Adviser Facing Jury Trial for Securities Laws Violations

WHAT HAPPENED?

An exempt reporting adviser (“ERA”) and related private fund were recently investigated by the SEC for a variety of securities laws violations, including misappropriation of funds, making material misstatements, and failing to disclose conflicts of interest, among other infractions.

The trouble began when, over the course of several years, the firm owner told its investors the fund’s primary investment strategy consisted of highly liquid investments. However, the actual investments were highly illiquid and consisted of equity in start-up companies, real estate, and similar ventures. The firm owner continued to make statements that represented the fund was a liquid investment, which was increasingly false as the fund acquired more and more illiquid assets.

Misstatements about the fund’s portfolio were also made in its private placement memorandum, which was distributed to investors and prospective investors for over 3.5 years. At the same time, the fund raised nearly $40 million from investors who believed the fund was highly liquid. The owner then lied to investors about the fund’s performance.

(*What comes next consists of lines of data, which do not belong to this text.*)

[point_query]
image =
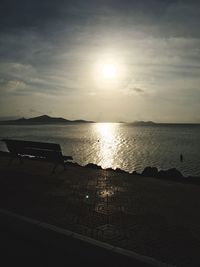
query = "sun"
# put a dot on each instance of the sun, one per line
(108, 71)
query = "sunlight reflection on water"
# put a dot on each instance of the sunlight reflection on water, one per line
(107, 134)
(119, 145)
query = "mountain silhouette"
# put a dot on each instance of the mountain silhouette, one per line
(44, 119)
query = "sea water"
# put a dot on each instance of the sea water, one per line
(119, 145)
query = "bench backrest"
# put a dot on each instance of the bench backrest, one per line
(38, 149)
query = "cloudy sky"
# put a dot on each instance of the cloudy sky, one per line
(102, 60)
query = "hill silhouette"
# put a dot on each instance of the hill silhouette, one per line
(44, 119)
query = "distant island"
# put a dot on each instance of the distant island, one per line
(44, 119)
(143, 123)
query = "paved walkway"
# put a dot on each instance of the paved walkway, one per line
(159, 219)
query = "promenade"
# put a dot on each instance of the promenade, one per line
(155, 218)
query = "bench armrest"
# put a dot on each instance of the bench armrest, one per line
(67, 158)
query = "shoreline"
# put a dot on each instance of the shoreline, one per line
(171, 174)
(153, 217)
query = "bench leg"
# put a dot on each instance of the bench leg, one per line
(53, 171)
(10, 161)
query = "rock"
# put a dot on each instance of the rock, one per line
(92, 166)
(150, 171)
(109, 169)
(120, 170)
(135, 173)
(171, 173)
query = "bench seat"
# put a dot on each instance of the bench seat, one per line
(40, 150)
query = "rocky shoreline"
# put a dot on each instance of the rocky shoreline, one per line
(170, 174)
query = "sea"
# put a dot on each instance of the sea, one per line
(119, 145)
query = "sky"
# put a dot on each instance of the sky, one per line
(101, 60)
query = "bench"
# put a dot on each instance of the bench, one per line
(37, 150)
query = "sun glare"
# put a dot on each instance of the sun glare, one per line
(108, 71)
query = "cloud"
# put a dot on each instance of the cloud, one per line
(138, 90)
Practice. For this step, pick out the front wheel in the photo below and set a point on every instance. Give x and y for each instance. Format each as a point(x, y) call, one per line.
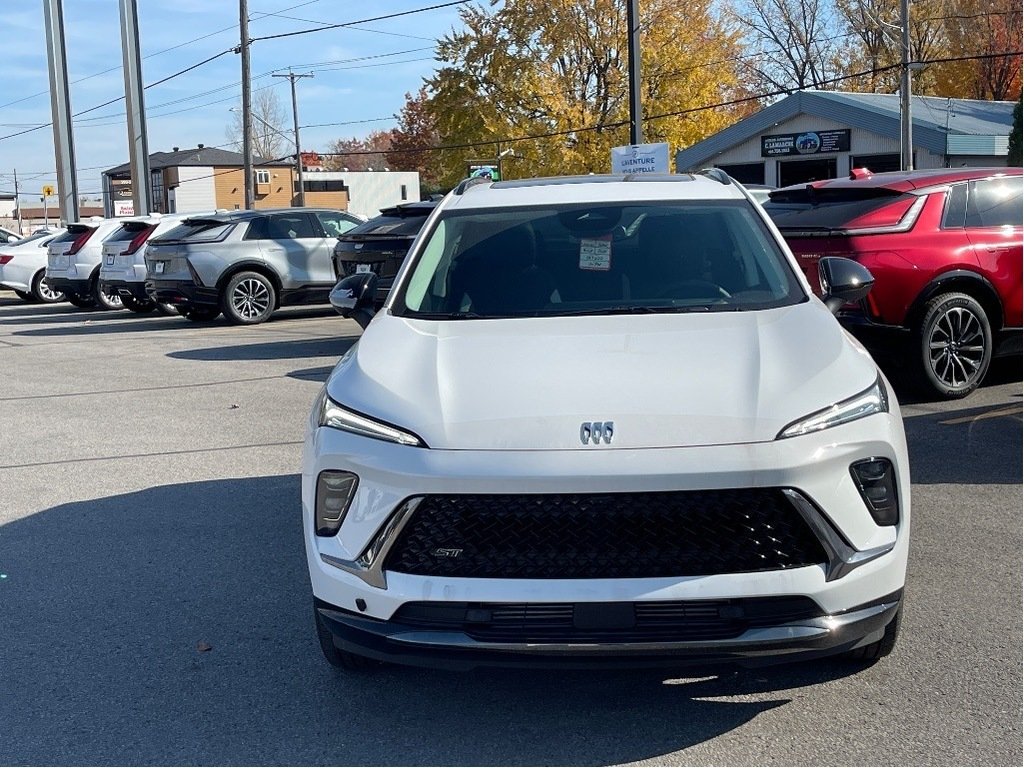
point(248, 298)
point(42, 292)
point(105, 300)
point(954, 345)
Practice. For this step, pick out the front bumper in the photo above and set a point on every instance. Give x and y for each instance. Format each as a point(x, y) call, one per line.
point(800, 640)
point(71, 287)
point(181, 292)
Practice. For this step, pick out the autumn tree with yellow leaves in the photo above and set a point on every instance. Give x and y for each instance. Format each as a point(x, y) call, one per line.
point(557, 71)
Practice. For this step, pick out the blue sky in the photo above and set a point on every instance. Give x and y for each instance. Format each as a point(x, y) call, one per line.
point(194, 108)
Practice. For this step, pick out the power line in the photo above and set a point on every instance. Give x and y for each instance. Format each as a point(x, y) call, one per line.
point(361, 20)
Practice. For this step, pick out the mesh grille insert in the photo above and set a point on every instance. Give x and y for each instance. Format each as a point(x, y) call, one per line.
point(604, 536)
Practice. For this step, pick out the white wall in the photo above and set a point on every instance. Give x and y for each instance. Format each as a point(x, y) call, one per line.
point(371, 190)
point(195, 192)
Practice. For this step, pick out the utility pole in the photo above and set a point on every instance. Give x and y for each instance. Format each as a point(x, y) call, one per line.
point(636, 113)
point(138, 144)
point(17, 204)
point(247, 107)
point(295, 120)
point(64, 139)
point(906, 129)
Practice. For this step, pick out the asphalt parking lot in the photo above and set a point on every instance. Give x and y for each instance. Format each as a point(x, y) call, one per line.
point(155, 605)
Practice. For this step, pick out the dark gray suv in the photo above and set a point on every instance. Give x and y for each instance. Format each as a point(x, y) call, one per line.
point(246, 263)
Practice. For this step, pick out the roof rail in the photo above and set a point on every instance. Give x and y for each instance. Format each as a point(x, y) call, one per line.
point(468, 182)
point(718, 175)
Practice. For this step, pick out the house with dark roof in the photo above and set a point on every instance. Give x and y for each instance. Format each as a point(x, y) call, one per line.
point(205, 178)
point(813, 135)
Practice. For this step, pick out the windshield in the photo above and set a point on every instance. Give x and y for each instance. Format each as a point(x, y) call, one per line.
point(648, 257)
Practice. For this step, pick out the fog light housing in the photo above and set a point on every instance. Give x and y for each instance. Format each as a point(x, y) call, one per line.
point(334, 494)
point(876, 479)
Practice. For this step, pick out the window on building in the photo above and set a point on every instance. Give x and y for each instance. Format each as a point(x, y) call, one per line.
point(994, 203)
point(744, 173)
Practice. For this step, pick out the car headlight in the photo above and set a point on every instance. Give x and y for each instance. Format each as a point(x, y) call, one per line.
point(330, 414)
point(871, 400)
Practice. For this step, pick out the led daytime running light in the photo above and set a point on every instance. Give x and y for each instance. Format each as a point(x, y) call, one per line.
point(333, 415)
point(871, 400)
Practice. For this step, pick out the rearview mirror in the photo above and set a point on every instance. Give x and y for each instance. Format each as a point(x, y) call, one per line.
point(843, 281)
point(353, 297)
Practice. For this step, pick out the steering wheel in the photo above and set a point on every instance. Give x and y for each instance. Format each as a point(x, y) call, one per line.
point(693, 289)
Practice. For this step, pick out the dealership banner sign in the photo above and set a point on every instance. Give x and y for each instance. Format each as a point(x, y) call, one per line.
point(640, 159)
point(809, 142)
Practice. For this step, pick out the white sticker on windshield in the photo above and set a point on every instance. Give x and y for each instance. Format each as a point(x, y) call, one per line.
point(595, 253)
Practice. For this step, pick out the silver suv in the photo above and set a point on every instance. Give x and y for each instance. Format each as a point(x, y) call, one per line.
point(246, 263)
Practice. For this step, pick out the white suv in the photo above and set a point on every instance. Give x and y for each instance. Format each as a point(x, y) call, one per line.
point(73, 263)
point(604, 420)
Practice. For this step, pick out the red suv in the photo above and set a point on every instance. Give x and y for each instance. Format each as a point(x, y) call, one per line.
point(944, 247)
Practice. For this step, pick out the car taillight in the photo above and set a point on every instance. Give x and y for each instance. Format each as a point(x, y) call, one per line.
point(139, 239)
point(79, 242)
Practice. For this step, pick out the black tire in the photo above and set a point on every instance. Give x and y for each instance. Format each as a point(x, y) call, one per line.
point(880, 648)
point(42, 291)
point(82, 302)
point(335, 656)
point(248, 298)
point(105, 300)
point(139, 306)
point(201, 313)
point(954, 345)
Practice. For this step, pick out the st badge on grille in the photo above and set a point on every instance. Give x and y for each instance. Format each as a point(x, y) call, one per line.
point(596, 431)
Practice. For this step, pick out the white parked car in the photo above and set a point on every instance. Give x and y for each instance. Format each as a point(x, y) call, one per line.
point(73, 264)
point(23, 267)
point(123, 269)
point(604, 419)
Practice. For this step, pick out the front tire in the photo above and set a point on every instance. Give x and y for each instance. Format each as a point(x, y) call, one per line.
point(954, 345)
point(42, 292)
point(248, 298)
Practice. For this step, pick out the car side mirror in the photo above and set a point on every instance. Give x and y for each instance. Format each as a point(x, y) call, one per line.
point(353, 297)
point(843, 281)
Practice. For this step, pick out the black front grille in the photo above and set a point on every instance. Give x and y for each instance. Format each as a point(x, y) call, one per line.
point(604, 536)
point(645, 622)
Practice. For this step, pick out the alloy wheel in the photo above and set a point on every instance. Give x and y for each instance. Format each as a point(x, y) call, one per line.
point(956, 346)
point(251, 299)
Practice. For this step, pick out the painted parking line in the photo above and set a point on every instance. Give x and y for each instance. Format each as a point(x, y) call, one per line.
point(997, 413)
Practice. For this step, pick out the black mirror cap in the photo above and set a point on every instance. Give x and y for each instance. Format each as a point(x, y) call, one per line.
point(843, 281)
point(353, 297)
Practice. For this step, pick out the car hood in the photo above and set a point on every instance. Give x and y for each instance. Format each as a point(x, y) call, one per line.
point(664, 380)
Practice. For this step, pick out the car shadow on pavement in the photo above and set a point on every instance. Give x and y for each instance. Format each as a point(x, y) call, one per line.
point(974, 445)
point(174, 626)
point(271, 350)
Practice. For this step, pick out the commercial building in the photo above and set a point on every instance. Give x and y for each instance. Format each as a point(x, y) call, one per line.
point(205, 178)
point(812, 135)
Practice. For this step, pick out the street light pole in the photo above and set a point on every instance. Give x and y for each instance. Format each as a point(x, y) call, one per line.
point(906, 124)
point(247, 107)
point(295, 120)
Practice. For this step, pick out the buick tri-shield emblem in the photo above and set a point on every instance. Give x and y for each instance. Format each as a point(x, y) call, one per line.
point(596, 431)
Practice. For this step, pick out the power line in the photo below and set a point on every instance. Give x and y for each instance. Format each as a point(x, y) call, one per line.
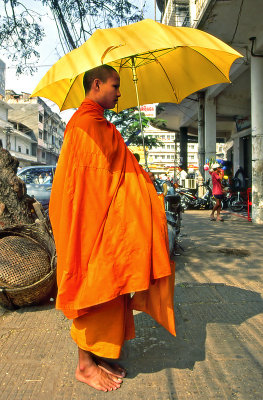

While the misleading marketing took place, the owner misappropriated funds and failed to disclose major conflicts of interest to investors. These violations included the owner moving large sums of money into a separate company he owned, but that the fund had no ownership in, and him moving funds into his personal bank account to pay for things like a private airplane hangar for his racecar collection.

The fund also represented that it engaged an outside firm to conduct an annual audit. The fund did not complete the audit or engage an accounting firm for this purpose. In 2019, the fund filed Chapter 11 bankruptcy, at which time almost all its assets were illiquid, non-tradeable investments.

Although the adviser was not actually registered and only filed as an ERA, the SEC still was able to hold the adviser and its owner accountable for violations of federal securities laws. The SEC filed a civil action, and the U.S. Postal Inspection Service further investigated the misconduct. Recently, the adviser owner was arrested and charged with securities fraud and wire fraud. He faces up to 40 years in prison if found guilty.

WHAT DOES THIS MEAN FOR ME?

Despite the firm not being formally registered with the SEC, the Commission was still able to enforce federal securities laws as the firm is still subject to the anti-fraud rules. If a firm engages in conduct that is not typically subject to an outside regulatory body, the firm is still responsible for complying with all applicable federal and local laws. Any regulatory or law violations could lead to enforcement by applicable government agencies.